Zed’s lyrics center on racism and Islamophobia, specifically the experiences of and prejudices faced by young British Pakistanis. Within a squat 4:3 aspect ratio’s claustrophobia—which instills plenty of dread (a fan approaching Zed outside a mosque) and anxiety (Zed struggling on parallel bars while the sounds of desperate physical therapy threaten to overwhelm him)—crowds cheer on his often unaccompanied bars. He’s relatively successful, but on the verge of truly breaking out. The musician’s been constantly paying his dues on tour, to the extent that his soon-to-be-ex ham-handedly foreshadows how little he’s seen his family—he’s traded interpersonal stability for a shot at the big time. There’s no good time for a debilitating autoimmune disease to strike, but for someone who’s put all the relationships that would be a comfort in times of struggle or illness on the line, the irony of its onset feels like targeted tragedy. Before he knows it, he’s hospitalized just as he starts reconnecting with his family and just as the window for “making it” begins to shut.
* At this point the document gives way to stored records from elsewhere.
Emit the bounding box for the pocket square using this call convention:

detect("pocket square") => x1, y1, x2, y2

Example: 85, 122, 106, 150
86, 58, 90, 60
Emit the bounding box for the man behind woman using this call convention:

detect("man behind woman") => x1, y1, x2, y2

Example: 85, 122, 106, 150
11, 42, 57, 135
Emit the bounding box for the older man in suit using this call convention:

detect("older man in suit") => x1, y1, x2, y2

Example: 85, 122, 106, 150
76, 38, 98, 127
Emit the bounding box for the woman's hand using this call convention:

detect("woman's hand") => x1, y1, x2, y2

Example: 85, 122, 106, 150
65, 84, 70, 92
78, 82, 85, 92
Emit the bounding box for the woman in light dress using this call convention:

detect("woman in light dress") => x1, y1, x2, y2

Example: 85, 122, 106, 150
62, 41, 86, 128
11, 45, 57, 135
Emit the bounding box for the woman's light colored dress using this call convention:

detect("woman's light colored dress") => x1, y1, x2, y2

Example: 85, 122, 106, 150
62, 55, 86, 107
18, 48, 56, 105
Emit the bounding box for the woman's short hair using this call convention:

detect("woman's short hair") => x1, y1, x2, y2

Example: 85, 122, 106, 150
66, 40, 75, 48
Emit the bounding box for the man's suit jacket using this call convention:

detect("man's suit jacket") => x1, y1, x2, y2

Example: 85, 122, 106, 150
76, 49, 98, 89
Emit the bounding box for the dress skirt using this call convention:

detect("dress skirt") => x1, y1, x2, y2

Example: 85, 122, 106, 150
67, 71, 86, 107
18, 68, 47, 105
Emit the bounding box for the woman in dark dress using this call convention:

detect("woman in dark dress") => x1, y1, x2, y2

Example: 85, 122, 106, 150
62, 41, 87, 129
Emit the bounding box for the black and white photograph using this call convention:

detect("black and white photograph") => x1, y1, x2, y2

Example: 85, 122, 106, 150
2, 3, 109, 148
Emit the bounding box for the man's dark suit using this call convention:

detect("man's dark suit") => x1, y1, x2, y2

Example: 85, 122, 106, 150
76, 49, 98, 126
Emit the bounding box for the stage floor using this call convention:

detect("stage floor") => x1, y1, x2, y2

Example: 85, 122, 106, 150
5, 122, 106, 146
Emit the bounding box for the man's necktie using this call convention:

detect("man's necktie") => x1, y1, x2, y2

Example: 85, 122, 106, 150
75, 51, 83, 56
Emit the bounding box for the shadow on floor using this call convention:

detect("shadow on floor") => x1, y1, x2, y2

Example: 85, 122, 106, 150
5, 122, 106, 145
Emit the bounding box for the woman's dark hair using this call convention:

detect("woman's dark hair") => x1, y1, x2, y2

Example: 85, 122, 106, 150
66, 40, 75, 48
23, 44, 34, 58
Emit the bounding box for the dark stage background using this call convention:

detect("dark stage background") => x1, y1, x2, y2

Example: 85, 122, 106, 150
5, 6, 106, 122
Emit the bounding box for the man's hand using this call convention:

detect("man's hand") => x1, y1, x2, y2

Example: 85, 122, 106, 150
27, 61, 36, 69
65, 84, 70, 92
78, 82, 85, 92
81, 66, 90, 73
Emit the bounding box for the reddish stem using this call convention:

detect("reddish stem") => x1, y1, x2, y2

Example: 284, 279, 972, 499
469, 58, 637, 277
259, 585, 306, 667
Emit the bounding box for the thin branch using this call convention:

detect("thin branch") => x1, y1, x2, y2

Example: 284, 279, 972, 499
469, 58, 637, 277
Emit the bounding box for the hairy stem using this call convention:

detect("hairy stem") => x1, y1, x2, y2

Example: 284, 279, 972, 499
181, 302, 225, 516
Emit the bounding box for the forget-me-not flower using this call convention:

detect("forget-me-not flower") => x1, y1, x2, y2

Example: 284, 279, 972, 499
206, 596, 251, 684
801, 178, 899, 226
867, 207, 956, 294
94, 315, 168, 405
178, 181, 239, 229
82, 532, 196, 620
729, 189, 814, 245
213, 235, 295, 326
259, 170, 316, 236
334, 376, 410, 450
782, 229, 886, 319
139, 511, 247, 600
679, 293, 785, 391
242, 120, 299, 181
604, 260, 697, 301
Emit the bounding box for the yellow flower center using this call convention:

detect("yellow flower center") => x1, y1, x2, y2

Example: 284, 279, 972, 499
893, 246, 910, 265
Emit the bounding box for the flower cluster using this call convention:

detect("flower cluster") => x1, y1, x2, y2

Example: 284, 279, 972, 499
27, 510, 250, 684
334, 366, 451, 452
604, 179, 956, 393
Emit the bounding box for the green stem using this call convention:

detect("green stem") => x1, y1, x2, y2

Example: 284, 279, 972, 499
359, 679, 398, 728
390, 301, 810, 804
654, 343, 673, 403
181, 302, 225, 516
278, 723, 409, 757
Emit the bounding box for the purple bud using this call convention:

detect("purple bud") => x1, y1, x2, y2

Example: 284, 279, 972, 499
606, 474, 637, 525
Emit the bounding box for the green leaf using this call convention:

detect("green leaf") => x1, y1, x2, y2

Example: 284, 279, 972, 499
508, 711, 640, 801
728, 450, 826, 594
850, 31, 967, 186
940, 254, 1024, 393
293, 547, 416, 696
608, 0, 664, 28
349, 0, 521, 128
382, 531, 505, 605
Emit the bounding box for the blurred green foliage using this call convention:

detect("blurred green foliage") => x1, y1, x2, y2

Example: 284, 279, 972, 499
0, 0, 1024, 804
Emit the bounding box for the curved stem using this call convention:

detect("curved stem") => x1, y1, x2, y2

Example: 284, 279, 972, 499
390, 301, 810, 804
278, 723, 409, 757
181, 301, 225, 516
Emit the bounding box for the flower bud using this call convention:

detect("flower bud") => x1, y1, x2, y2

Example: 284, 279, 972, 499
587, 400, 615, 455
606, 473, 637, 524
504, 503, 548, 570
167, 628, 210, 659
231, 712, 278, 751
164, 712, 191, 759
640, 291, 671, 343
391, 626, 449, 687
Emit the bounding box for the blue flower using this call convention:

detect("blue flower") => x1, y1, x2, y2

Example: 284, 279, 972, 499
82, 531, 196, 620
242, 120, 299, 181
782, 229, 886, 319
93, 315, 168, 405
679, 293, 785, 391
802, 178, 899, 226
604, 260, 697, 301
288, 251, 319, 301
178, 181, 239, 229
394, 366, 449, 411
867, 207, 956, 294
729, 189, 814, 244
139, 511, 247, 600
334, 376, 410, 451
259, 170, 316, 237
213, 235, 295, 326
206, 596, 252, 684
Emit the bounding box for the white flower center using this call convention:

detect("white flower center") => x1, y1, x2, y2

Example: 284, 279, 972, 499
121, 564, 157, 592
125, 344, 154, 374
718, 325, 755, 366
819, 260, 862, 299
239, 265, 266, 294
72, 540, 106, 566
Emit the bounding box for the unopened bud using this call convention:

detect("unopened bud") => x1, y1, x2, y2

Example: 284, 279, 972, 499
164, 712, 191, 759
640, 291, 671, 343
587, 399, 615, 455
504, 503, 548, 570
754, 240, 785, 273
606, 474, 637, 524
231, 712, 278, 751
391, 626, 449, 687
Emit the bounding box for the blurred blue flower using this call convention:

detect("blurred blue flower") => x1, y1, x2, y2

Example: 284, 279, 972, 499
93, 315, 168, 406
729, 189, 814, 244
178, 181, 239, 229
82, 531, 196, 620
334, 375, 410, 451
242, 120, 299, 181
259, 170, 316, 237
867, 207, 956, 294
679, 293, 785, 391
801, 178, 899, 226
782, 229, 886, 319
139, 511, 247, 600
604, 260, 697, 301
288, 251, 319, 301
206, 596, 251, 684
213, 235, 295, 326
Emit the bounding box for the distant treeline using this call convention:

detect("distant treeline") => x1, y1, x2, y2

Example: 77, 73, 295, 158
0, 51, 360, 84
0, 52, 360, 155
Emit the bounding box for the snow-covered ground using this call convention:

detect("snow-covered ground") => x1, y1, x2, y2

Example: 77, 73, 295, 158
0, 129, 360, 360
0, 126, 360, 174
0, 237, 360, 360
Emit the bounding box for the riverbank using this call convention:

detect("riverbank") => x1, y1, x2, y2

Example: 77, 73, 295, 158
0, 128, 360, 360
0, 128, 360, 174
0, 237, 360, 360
Ahmed’s vulnerable, stubborn hothead isn’t a far cry from Ruben, but this isn’t a study of addiction (whether to substances or senses). It’s a study of identity, simultaneously purer of intention and messier of execution. This broad topic—one close to many different diasporas and Nth generation immigrants—has found recent studious disciples in Ramy, with its constant reevaluation of traditions surrounding Islam, family and community; and even the latest Marvel movie, Shang-Chi, with its struggle to build beyond the imperfect influences and pressures of those that came before. In Mogul Mowgli, the questions are as in-your-face as Tariq’s camera.
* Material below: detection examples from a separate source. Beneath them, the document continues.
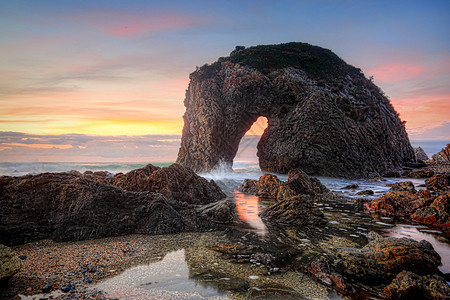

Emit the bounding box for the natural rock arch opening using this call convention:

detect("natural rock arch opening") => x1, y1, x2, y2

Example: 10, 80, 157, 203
233, 117, 268, 167
177, 43, 415, 177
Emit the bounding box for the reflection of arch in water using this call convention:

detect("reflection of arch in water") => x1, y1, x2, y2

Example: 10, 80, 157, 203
233, 190, 267, 237
234, 117, 268, 163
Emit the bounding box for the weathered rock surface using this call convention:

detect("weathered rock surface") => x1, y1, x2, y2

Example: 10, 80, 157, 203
425, 174, 450, 194
0, 244, 21, 283
259, 195, 328, 228
384, 271, 450, 300
414, 147, 430, 161
107, 164, 226, 204
305, 257, 349, 291
0, 167, 234, 245
432, 144, 450, 163
390, 181, 417, 193
336, 237, 441, 282
177, 43, 415, 178
239, 169, 330, 200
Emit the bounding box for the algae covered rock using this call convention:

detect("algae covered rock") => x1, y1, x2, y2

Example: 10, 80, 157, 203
0, 244, 21, 282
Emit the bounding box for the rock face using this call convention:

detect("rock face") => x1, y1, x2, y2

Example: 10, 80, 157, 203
106, 164, 226, 204
0, 166, 234, 245
177, 43, 415, 178
432, 144, 450, 163
414, 147, 429, 161
336, 237, 441, 282
239, 169, 330, 200
0, 244, 21, 282
259, 196, 328, 228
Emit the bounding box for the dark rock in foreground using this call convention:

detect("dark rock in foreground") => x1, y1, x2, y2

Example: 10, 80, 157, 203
432, 144, 450, 163
177, 43, 415, 178
259, 196, 328, 228
337, 237, 441, 282
239, 169, 330, 200
107, 164, 225, 204
0, 166, 234, 245
384, 271, 450, 300
0, 244, 21, 284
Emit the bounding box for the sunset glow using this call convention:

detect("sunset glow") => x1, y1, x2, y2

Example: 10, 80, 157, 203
0, 0, 450, 160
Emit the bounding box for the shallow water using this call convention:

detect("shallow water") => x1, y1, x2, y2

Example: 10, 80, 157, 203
8, 162, 450, 299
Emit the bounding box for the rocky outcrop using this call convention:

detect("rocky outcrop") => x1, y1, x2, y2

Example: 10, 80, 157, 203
239, 169, 330, 200
0, 166, 234, 245
414, 147, 429, 161
259, 196, 328, 228
364, 185, 450, 228
336, 237, 441, 282
425, 174, 450, 194
390, 181, 416, 193
106, 164, 226, 204
0, 244, 21, 283
432, 144, 450, 163
177, 43, 415, 178
384, 271, 450, 300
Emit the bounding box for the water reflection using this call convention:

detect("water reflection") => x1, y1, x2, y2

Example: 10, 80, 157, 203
233, 190, 267, 237
96, 249, 229, 299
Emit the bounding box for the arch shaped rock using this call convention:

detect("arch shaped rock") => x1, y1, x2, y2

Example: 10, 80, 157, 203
177, 43, 415, 177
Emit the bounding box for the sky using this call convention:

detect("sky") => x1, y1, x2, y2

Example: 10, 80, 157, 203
0, 0, 450, 161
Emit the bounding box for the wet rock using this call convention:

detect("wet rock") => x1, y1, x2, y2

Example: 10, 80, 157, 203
356, 190, 374, 196
432, 144, 450, 163
414, 147, 429, 161
239, 170, 330, 200
305, 257, 349, 291
42, 284, 53, 293
336, 237, 441, 282
425, 174, 450, 194
404, 170, 434, 178
390, 181, 416, 193
107, 164, 226, 204
364, 191, 432, 217
0, 244, 21, 282
177, 43, 415, 178
197, 199, 238, 225
0, 166, 230, 245
343, 183, 359, 190
259, 195, 328, 228
411, 206, 450, 228
384, 271, 450, 300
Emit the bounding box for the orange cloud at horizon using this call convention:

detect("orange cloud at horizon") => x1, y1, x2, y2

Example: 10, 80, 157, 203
367, 63, 425, 82
391, 94, 450, 129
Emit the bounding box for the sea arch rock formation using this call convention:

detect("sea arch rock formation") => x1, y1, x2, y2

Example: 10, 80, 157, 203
177, 43, 415, 177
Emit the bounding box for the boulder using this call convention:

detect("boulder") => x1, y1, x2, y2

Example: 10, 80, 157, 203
0, 166, 233, 245
414, 147, 429, 161
107, 164, 226, 204
177, 43, 415, 178
335, 237, 441, 283
305, 257, 349, 292
259, 195, 328, 228
432, 144, 450, 163
384, 271, 450, 300
364, 191, 432, 217
390, 181, 417, 193
425, 174, 450, 194
239, 169, 330, 200
0, 244, 21, 282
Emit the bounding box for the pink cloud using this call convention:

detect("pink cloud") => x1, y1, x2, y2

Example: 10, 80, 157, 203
75, 11, 206, 37
368, 63, 425, 82
392, 93, 450, 128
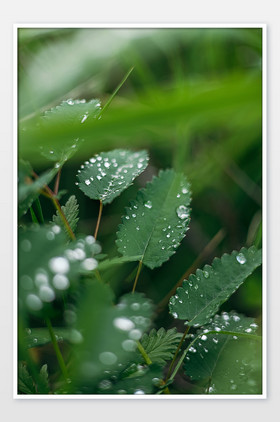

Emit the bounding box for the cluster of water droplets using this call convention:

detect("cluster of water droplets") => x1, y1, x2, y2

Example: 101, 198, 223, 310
76, 150, 148, 203
19, 225, 101, 311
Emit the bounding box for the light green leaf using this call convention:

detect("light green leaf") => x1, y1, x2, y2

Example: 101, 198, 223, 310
185, 312, 261, 394
53, 195, 79, 236
116, 170, 191, 269
19, 224, 101, 315
73, 280, 153, 391
97, 364, 163, 395
140, 328, 183, 365
169, 246, 262, 326
77, 149, 148, 205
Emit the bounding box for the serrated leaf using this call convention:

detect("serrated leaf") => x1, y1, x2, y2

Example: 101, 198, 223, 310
53, 195, 79, 236
18, 160, 58, 217
169, 246, 262, 326
19, 225, 101, 314
140, 328, 183, 365
184, 312, 261, 394
77, 149, 148, 205
116, 170, 191, 269
18, 362, 36, 394
71, 281, 153, 391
Is Zed a bad son? A bad Muslim? He’s certainly not a bad rapper (at least in the fiction of the film; some of the songs are pretty one-note), but he’s unwilling to play the game. His younger peer—the face-tatted RPG, with his hilariously raunchy gangsta tracks—is every bit the personal and professional sellout Zed can’t bring himself to be. But he’s on his way up, a success. That contradiction of values and achievement is as threatening as the degenerative disease sapping Zed’s muscle mass. Zed’s prickly frustration and impotence become embodied after merely being imposed by a society that’s unbothered at best and antagonistic at worst. The chip on his shoulder becomes an inability to lift anything above his shoulder; his uneasy relationship with his family’s history becomes a hereditary disease.